A quand les créations d'emploi à la hauteur des besoins économiques,
sociaux et culturels d'un pays ? Or les investissements des pays
extérieurs soit se font rares soit se font au détriment des pays
d'accueil. Et les personnes formées vont monnayer leurs compétences
à l'étranger faute d'emploi et de rémunération à la hauteur de
leur qualification dans leur propre pays.
Enfin
les NTIC, qui devraient être un facteur de démocratisation de
l'enseignement, tendent à renforcer les inégalités entre les quelques
privilégiés qui y ont accès et tous les autres, favorisant la
fuite des cerveaux vers les pays riches.
Afin
d'assurer une éducation de qualité pour tous tout au long de la
vie, il faut un financement de l'éducation publique d'au moins
6 % du PIB, ce qui peut se réaliser :
-
par la
fin des plans d'ajustements structurels et de leurs substituts
-
par l'adoption
d'une taxe sur les transactions financières
-
par l'annulation
de la dette extérieure de nombreux pays, l'utilisation des fonds
dégagés pour l'éducation et le contrôle de l'usage de ces fonds
-
par une
augmentation de l'aide internationale au développement qui devrait
atteindre
0,7 % du PIB.
-
par l'élimination
progressive mais définitive du travail des enfants
Exigeons
aussi que les services d'éducation, de culture et de santé ne
soient pas traités comme des produits commercialisables (aujourd'hui
l'éducation représente un marché de mille milliards de dollars
!). En tant que services publics ils ne devraient pas être soumis
à la loi du marché mais devraient être encadrés par les Etats
qui assurent une fourniture juste de tels services pour tous :
disposer de ces services fait partie des droits humains essentiels
: il faut imposer une exclusion totale de l'éducation du cadre
d'application de l'AGCS.
Toutes
ces mesures permettraient de créer suffisamment d'écoles, de les
entretenir, de les fournir en matériel suffisant, de créer suffisamment
de postes d'enseignants et de personnel d'éducation qualifiés
et justement rémunérés, gage d'une éducation de qualité vraiment
formatrice. L'école doit aider à l'intégration tout en reconnaissant
la diversité culturelle, elle doit veiller à l'égalité entre garçons
et filles et doit être capable d'être en prise directe avec le
milieu, de façon à ce que les familles reconnaissent plus aisément
le besoin d 'école pour leurs enfants. Elle doit recevoir les
moyens de développer égalitairement l'accès aux NTIC.
Exigeons
des gouvernements qu'ils rédigent des plans d'action nationaux
à partir d'un processus vraiment participatif, représentatif et
transparent conformément aux promesses faites à Dakar, afin de
réussir l'EPT d'ici 2015.
Favorisons
partout des mouvements citoyens veillant à la mise en œuvre de
ces plans en collaboration avec toutes les initiatives prises
en ce sens, afin d'améliorer l'accessibilité aux différents niveaux
d'éducation, de réduction des inégalités et de financement équitable.
Luttons
contre une conception purement marchande de l'éducation telle
qu'elle est développée par la Banque Mondiale et l'Organisation
Mondiale du Commerce.
Nous,
syndicats d'enseignants et de personnels de l'éducation, ONG,
composantes de la société civile, profitons de ce rendez-vous
exceptionnel pour mettre en synergie nos forces et nos idées.
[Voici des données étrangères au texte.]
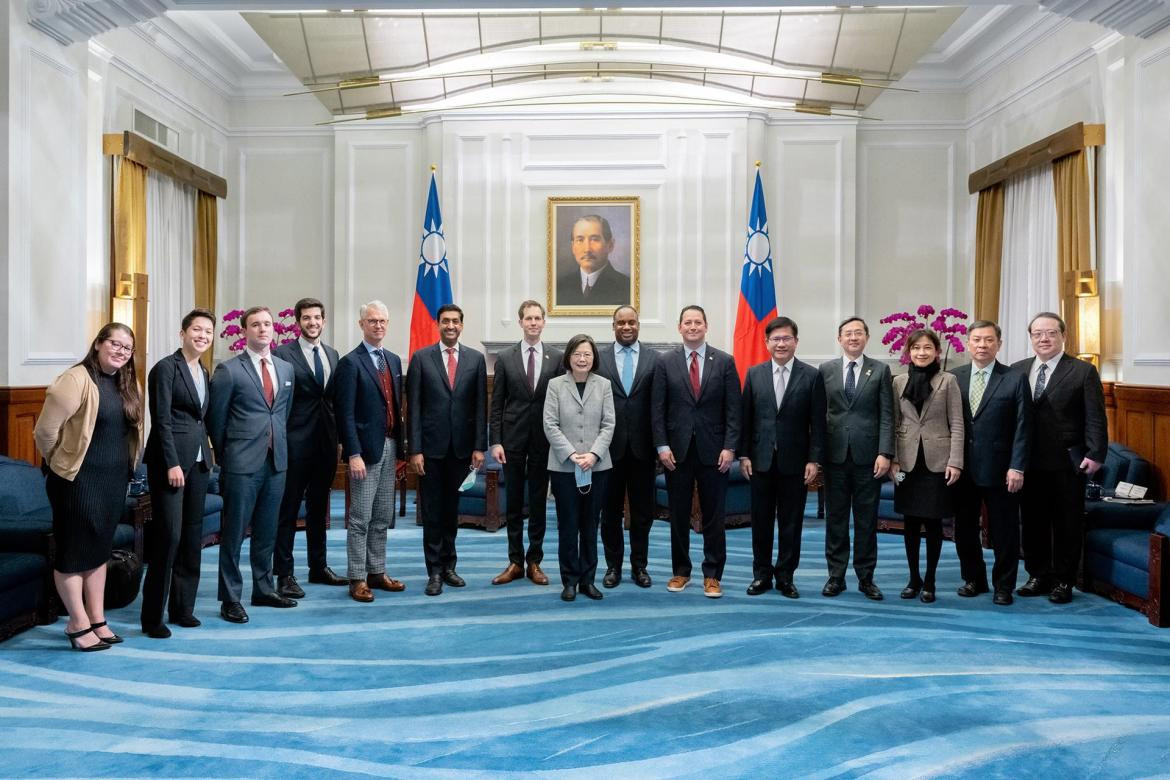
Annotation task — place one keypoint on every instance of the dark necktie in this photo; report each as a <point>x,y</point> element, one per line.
<point>318,367</point>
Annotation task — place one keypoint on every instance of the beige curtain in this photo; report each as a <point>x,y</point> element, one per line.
<point>989,247</point>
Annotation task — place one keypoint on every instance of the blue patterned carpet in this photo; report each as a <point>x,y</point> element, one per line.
<point>510,681</point>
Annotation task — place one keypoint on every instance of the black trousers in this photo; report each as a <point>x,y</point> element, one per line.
<point>439,489</point>
<point>713,488</point>
<point>308,478</point>
<point>850,487</point>
<point>777,501</point>
<point>527,473</point>
<point>1052,511</point>
<point>634,476</point>
<point>173,547</point>
<point>577,522</point>
<point>1003,527</point>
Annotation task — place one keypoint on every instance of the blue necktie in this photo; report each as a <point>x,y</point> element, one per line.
<point>627,370</point>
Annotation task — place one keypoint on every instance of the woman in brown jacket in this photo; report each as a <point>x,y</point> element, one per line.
<point>89,434</point>
<point>928,455</point>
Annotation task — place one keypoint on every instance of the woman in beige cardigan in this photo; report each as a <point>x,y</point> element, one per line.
<point>89,434</point>
<point>928,455</point>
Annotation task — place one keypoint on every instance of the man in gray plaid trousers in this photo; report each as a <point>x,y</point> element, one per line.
<point>369,401</point>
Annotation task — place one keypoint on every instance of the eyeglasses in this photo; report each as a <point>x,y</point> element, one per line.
<point>118,346</point>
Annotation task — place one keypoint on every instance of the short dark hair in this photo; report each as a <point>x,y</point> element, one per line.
<point>254,310</point>
<point>852,319</point>
<point>573,343</point>
<point>777,323</point>
<point>307,303</point>
<point>1050,315</point>
<point>197,312</point>
<point>446,308</point>
<point>985,323</point>
<point>693,306</point>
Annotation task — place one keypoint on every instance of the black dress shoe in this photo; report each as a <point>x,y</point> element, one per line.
<point>871,591</point>
<point>758,586</point>
<point>288,587</point>
<point>971,589</point>
<point>1061,593</point>
<point>434,585</point>
<point>233,612</point>
<point>787,589</point>
<point>327,577</point>
<point>590,591</point>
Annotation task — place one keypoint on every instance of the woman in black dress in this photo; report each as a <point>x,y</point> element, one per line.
<point>928,455</point>
<point>89,433</point>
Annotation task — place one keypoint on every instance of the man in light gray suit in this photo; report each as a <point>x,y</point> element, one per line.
<point>860,421</point>
<point>250,398</point>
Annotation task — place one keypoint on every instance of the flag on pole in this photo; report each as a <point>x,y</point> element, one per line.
<point>432,287</point>
<point>757,288</point>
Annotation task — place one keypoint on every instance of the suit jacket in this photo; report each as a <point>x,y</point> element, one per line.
<point>610,289</point>
<point>998,434</point>
<point>442,421</point>
<point>577,422</point>
<point>360,404</point>
<point>311,427</point>
<point>515,418</point>
<point>713,419</point>
<point>864,429</point>
<point>178,429</point>
<point>792,435</point>
<point>632,433</point>
<point>1068,421</point>
<point>938,428</point>
<point>240,421</point>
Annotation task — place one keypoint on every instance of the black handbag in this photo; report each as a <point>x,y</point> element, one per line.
<point>123,579</point>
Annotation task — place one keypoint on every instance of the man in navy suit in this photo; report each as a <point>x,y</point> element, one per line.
<point>997,416</point>
<point>1069,440</point>
<point>630,367</point>
<point>250,398</point>
<point>695,418</point>
<point>447,433</point>
<point>782,442</point>
<point>369,402</point>
<point>312,450</point>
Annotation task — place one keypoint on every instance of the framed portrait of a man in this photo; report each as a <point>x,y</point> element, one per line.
<point>593,254</point>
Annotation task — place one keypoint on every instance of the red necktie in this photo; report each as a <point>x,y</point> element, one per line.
<point>694,373</point>
<point>267,379</point>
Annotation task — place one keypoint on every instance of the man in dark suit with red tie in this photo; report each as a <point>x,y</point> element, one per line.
<point>1069,439</point>
<point>447,433</point>
<point>312,450</point>
<point>695,418</point>
<point>518,443</point>
<point>369,401</point>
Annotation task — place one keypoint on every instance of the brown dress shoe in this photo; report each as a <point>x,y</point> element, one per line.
<point>511,572</point>
<point>384,582</point>
<point>360,592</point>
<point>536,574</point>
Les gouvernements doivent élargir l'accès à l'éducation préscolaire
et aux services de la petite enfance, offrir une éducation de
base obligatoire d'au moins 9 ans. Il y a nécessité d'un enseignement
supérieur public gratuit et de qualité, et d'un secteur de recherche
au service du développement de la société. Trouvons des moyens
efficaces de mobiliser et d'agir pour faire pression sur les organismes
internationaux et sur les gouvernements, afin de faire passer
dans les faits, de concrétiser ce bel objectif qu'est le droit
à l'éducation pour tous, droit inaliénable comme tous les autres
droits énoncés dans la Déclaration de 1948.